La prossima sfida che Mazzarri e il suo staff tecnico dovranno affrontare sarà quella di migliorare la fase difensiva del Napoli. Inizialmente, la squadra ha mostrato alcune fragilità in difesa, subendo 8 gol in sole tre partite tra campionato e Champions League (uno contro l’Atalanta, tre contro l’Inter e quattro contro il Real Madrid). Questo rendimento negativo in fase difensiva ha sollevato preoccupazioni tra i tifosi e hanno reso necessarie delle valutazioni anche dal punto di vista tattico e dello schieramento dell’11 titolare.

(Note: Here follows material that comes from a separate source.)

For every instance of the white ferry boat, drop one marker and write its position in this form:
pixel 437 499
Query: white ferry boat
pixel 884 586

Walter Mazzarri è noto per la sua attenzione ai dettagli: durante la sua carriera, ha plasmato squadre difficili da penetrare e ha ottenuto risultati significativi in termini di clean sheet, schierando la difesa a tre. E’ quello che dovrà fare anche al Napoli per risollevare la situazione in campionato. Il tecnico avrebbe in mente aggiustamenti nelle posizioni dei giocatori, nell’organizzazione difensiva e nell’approccio tattico alle partite.
La novità significativa, magari con il tempo, potrebbe essere l’inserimento di un difensore in più e passare al 5-3-2 con la coppia Kvara-Osimhen pronta a pungere in fase di ripartenza. Il 4-3-3 potrebbe avere le ore contate.